Subsequent to the settlement of the FTC suit, Appellants raised the same allegations in this action for damages under § 43(a) of the Lanham Act, 15 U.S.C. § 1125(a) (1994), and certain state consumer protection statutes that are not at issue in this appeal. The Appellants propose to represent:

[a]ll persons in the United States who, at any time between the time Slick 50 was first marketed to the public and the present, have offered for sale, either as retailers or wholesalers, motor oil products that compete directly with Slick 50.

Compl. p 15; App. 13. "Motor oil products," as Appellants use the term in the Complaint, include "engine additive, engine treatment products, motor oil or motor oil additives (sometimes referred to as engine treatments) that compete with" Slick 50. Compl. p 1; App. 9. In addition to the allegations regarding Appellees' asserted misrepresentations, which largely mirror the allegations in the FTC suit, the Complaint alleges that Appellees' false advertisements increased Slick 50's sales and concomitantly decreased sales of the competing products sold by the class members. The harm the Appellants allege they suffered is the loss of sales of products they sell, such as regular motor oil, that compete with Slick 50.

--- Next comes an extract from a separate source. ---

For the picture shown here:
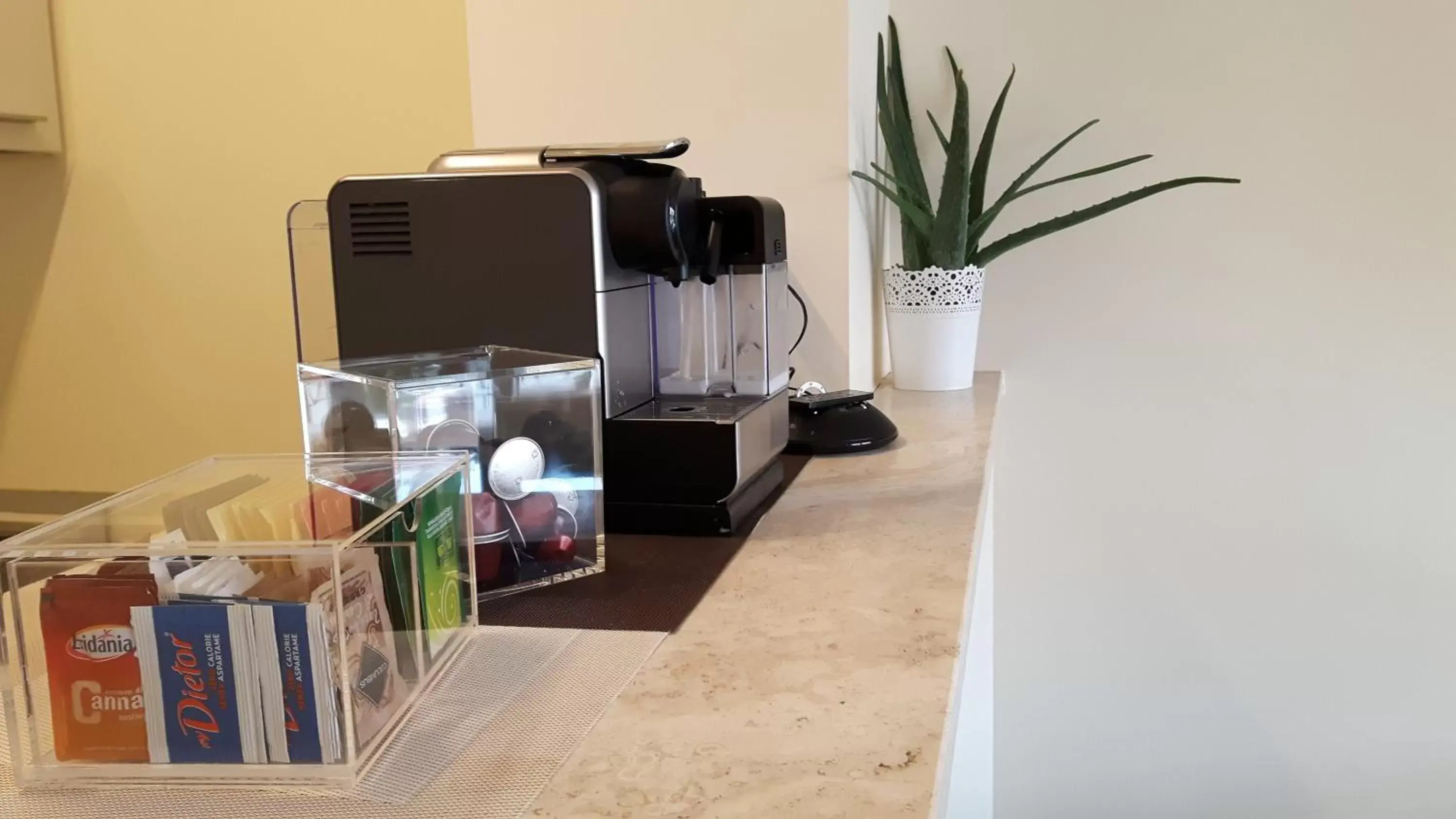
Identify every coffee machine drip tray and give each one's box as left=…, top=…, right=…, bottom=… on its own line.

Appellees moved to dismiss the Complaint for lack of standing or, in the alternative, to strike the Appellants' class allegations. The District Court dismissed the Complaint on the ground that retailers like Appellants lacked standing under the Lanham Act to pursue false advertising claims against manufacturers of competing products. Conte Bros. Automotive, Inc. v. Quaker State-Slick 50, Inc., 992 F.Supp. 709, 712-14 (D.N.J.1998). More specifically, the District Court held that only "direct commercial competitors" or "surrogates" for direct commercial competitors have standing to pursue claims under § 43(a). The District Court also held that the Complaint failed to allege facts sufficient to infer that the requisite direct competitive relationship existed. This appeal followed.

II.

Our review of matters of standing and statutory construction is plenary. Davis v. Philadelphia Hous. Auth., 121 F.3d 92, 94 n. 4 (3d Cir.1997); UPS Worldwide Forwarding, Inc. v. United States Postal Serv., 66 F.3d 621, 624 (3d Cir.1995), cert. denied, 516 U.S. 1171, 116 S.Ct. 1261, 134 L.Ed.2d 210 (1996). When reviewing an order of dismissal for lack of standing, we accept as true all material allegations of the complaint and construe them in favor of the plaintiff. Steel Co. v. Citizens for a Better Env't, 523 U.S. 83, 118 S.Ct. 1003, 1017, 140 L.Ed.2d 210 (1998); Trump Hotels & Casino Resorts, Inc. v. Mirage Resorts Inc., 140 F.3d 478, 482 (3d Cir.1998).

A.

Section 43(a) of the Lanham Act, pursuant to which this suit was brought, provides:

(1) Any person who, on or in connection with any goods or services, or any container for goods, uses in commerce any word, term, name, symbol, or device, or any combination thereof, or any false designation of origin, false or misleading description of fact, or false or misleading representation of fact, which--

(A) is likely to cause confusion, or to cause mistake, or to deceive as to the affiliation, connection, or association of such person with another person, or as to the origin, sponsorship, or approval of his or her goods, services, or commercial activities by another person, or

(B) in a commercial advertising or promotion, misrepresents the nature, characteristics, qualities, or geographic origin of his or her or another person's goods, services, or commercial activities,

shall be liable in a civil action by any person who believes that he or she is or is likely to be damaged by such act.

15 U.S.C. § 1125(a) (emphasis added). The question in this suit is whether, in enacting the Lanham Act, which includes the quoted language, Congress intended to confer standing on plaintiffs in Appellants' position. For the reasons set forth below, we hold that Congress did not so intend, and we therefore affirm.

Standing is comprised of both constitutional and prudential components. Bennett v. Spear, 520 U.S. 154, 117 S.Ct.